Peyer's patches play a protective role in nonsteroidal anti-inflammatory drug-induced enteropathy in mice

Background: Peyer's patches (PPs) play a major role in mucosal immunity. However, their roles in nonsteroidal anti-inflammatory drug-induced enteropathy are poorly understood. Methods: Wild-type (WT) and PP-null mice were injected with indomethacin. Twenty-four hours later, the cellular profiles and cytokine levels in the PPs, mesenteric lymph nodes (MLNs), and lamina propria (LP) of the small intestine were measured. WT and PP-null mice were given antibiotics before indomethacin treatment to evaluate enteropathy. Naive CD4⁺ T cells were co-cultured with CD103⁺ or CD103^- dendritic cells (DCs) to analyze the interleukin (IL)-10 expression levels. Finally, WT mice adoptively transferred with CD103⁺ or CD103^- DCs were injected with indomethacin. Results: The proportion of CD103⁺ DCs in PPs and MLNs and IL-10-expressing CD4⁺ T cells of PPs and the LP increased after indomethacin treatment. The PP-null mice showed greater indomethacin-induced enteropathy, fewer CD103⁺ DCs in their MLNs, and lower proportion of IL-10-expressing CD4⁺ T cells of their LP than WT mice, regardless of commensal bacteria. Naive splenic CD4⁺ T cells co-cultured with CD103⁺ DCs isolated from the MLNs of indomethacin-injected WT mice produced a higher amount of IL-10 compared with those co-cultured with CD103^- DCs.

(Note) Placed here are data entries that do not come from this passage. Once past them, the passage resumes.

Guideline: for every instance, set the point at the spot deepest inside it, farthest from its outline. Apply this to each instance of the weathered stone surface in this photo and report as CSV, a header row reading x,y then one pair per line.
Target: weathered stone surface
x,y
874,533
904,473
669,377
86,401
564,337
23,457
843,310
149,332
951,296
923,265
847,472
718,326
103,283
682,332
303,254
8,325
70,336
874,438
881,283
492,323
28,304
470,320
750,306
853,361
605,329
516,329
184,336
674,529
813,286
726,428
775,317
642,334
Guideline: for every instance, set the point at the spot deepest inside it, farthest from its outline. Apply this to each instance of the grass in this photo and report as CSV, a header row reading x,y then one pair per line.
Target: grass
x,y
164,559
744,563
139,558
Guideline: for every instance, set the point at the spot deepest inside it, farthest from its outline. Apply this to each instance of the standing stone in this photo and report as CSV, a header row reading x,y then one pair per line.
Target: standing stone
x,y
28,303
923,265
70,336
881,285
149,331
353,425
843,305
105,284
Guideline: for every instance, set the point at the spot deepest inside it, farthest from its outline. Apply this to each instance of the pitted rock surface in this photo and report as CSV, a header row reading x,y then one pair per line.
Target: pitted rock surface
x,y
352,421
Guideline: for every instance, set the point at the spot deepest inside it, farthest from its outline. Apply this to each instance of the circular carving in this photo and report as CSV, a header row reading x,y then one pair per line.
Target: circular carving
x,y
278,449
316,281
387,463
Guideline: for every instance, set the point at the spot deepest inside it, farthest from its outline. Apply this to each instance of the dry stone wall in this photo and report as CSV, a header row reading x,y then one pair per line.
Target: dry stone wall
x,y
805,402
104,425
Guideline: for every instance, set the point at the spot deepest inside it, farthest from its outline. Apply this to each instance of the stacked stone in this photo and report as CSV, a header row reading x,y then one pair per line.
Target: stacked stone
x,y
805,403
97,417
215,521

Moreover, WT mice that received CD103⁺ DCs showed milder enteropathy than those that received CD103^- DCs. Conclusions: PPs play a protective role in nonsteroidal anti-inflammatory drug-induced enteropathy, and this protection is associated with an increase in CD103⁺ DCs and IL-10-producing CD4⁺ T cells in the intestine, independent of the commensal bacteria.